I was 17 years old—when every adult in my life seemed to be obsessed with my future—and was growing tired of the act. I turned down a college scholarship that required me to sign a contract stating “I would not engage in homosexual behavior”. It appeared the act was going to follow me my whole life. I started paying attention to the media and queer people were nowhere. I was nowhere. I didn’t know a single person in the queer community who was older than myself. Did we not make it to the future? At 17 I couldn’t imagine myself anywhere but where I was: miserable. I couldn’t imagine. I had no representation or framework to build off of. At 17 years old I truly felt like I had come to the end of my journey. Luckily for me my journey continued. I moved out of my hometown and found there as a much larger queer community waiting to accept me. Through the queer communites acceptance and encouragement I was able to find my way out of misery and enter a phase of possibility.

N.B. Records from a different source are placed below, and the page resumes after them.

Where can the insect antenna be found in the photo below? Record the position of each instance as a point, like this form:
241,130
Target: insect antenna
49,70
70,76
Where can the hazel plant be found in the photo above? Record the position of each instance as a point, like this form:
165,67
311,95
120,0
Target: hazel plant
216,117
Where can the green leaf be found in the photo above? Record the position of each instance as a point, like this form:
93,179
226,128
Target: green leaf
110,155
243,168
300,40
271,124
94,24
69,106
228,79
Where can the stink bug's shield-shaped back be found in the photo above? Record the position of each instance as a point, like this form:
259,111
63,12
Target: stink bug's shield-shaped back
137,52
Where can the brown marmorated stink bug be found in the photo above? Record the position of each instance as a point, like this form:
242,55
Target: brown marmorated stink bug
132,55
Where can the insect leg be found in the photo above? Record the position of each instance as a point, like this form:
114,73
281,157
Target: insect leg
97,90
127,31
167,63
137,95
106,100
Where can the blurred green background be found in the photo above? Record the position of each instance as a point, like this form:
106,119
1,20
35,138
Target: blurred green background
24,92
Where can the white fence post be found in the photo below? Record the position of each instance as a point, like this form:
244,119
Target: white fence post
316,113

Today I often wonder who would I be if I was asked “do you like anyone at school?” instead of “which boys do you find cute?”. I dare to wonder beyond that and speculate how different life would be if being queer were the standard. I could have been myself had society made room for me. I plan to make room for those who follow behind.
I now ask myself, why isn’t queer my standard? Why am I not building my world to be queer first? Queer first does not mean to shame those who do not identify as queer. Queer first is transitioning from letting heteronormative standards shape my own framework for my existence and instead defining it for myself.

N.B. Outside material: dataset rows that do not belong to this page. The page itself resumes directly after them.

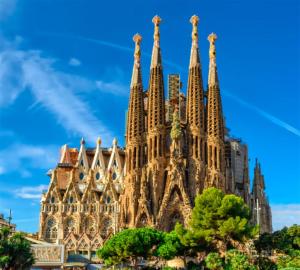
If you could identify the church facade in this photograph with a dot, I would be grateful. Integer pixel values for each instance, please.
(175, 148)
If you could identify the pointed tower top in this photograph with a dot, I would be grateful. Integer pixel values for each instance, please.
(98, 141)
(213, 74)
(115, 142)
(156, 20)
(137, 38)
(82, 141)
(194, 58)
(212, 49)
(194, 21)
(156, 57)
(136, 76)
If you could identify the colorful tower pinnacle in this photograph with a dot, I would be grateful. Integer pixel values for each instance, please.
(135, 142)
(215, 124)
(156, 101)
(195, 114)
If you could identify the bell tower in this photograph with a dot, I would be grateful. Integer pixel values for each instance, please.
(195, 116)
(135, 142)
(156, 129)
(215, 124)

I can imagine now. Everything we as humans have built was imagined first. Ideation leads to implementation, so if we can imagine a a queer first world we can build one. Here’s how I’m reframing my world to be queer first & I invite you to consider how your might be able to do the same:
Consume queer content
So much of our worldview is shaped by the media we consume. It’s easy for me to still believe my queerness is a bad difference when I don’t see it anywhere, so I purposely surround myself with it. Make a playlist with songs by queer artists. Read books with thriving queer characters. Watch movies and TV shows centered around queer characters with personalities beyond just being queer.

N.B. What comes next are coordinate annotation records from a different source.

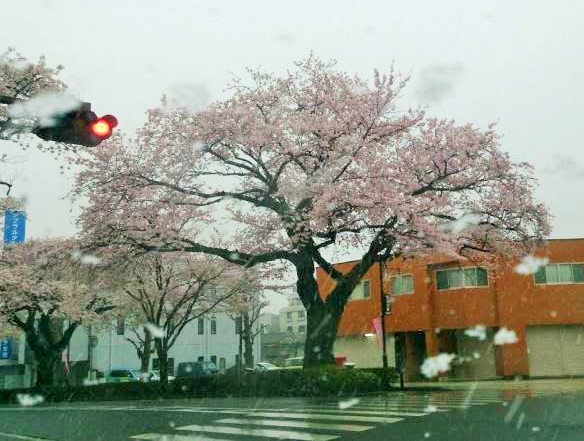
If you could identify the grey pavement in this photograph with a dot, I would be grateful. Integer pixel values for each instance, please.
(549, 410)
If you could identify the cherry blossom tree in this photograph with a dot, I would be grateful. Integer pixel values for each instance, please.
(47, 291)
(306, 164)
(164, 292)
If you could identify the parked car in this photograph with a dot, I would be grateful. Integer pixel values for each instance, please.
(155, 376)
(122, 376)
(264, 366)
(293, 363)
(191, 369)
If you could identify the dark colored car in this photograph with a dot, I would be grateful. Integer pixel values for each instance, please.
(192, 369)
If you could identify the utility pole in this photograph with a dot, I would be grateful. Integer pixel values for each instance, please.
(383, 303)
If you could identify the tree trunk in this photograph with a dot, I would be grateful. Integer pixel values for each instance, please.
(162, 352)
(321, 332)
(46, 364)
(146, 352)
(248, 340)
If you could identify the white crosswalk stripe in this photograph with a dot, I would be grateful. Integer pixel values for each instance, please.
(267, 433)
(303, 424)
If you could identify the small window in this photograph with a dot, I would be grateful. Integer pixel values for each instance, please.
(120, 325)
(366, 289)
(560, 273)
(461, 278)
(361, 291)
(402, 284)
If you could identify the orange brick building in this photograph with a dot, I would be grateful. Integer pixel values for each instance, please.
(433, 301)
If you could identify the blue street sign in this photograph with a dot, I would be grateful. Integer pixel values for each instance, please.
(5, 349)
(14, 227)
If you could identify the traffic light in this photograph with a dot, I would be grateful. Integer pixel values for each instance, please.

Queer up your social media
Social media is another form of consuming content but it plays such a huge role in our society that I think it deserves to be separated from music, film, and literature. Tailor your algorithm to be queer by following queer accounts. It is very possible, with intentional effort, to make social media a safe place and an escape from the heteronormative expectations of the world.
Show up to queer spaces
Most of the time we can control the media we consume but eventually we do have to enter the offline world. When in your control, try to attend spaces owned and / or ran by queer people. Being in queer spaces further affirms and validates your experiences, existence, and desires.
Acknowledge the stakes of language
Take the time to do an audit of the language you use. My first step was removing gender from my language. Instead of “do you have a boyfriend or girlfriend?” I’ve started saying “Are you in a relationship?”. The first gives a binary option, the second allows for the person to be dating anyone of any gender. Language is ever growing and expanding so I audit the language I use often.
Continue learning
My favorite aspect of queerness is that it is ever expanding. In ancient Greece they didn’t have a word for the color blue, meaning their sky wasn’t blue. The sky is blue, and sometimes gray, and sometimes purple, orange, pink, yellow- you get it. As we learn more we need to grow more. Once you’ve built a queer first world that works for you, don’t assume it is acknowledging others. Whenever I am in a space I feel comfortable in I ask myself “who wouldn’t feel comfortable here and why?”, then I try to improve the space based on my answer.
Be the future
I grew up going to summer camp and all over the bunk beds were permanent marker signatures stating “I was here” attached with a previous camper’s name and the date. I signed my fair share of bunk beds as well. There is something comforting in knowing someone was right where you are and survived. If you are in a space that is comfortable and safe, let others know you are there. You could very well be the representation someone else needs to know there are other people who are also different, and if they reach out I encourage you to invite them in to your queer first world.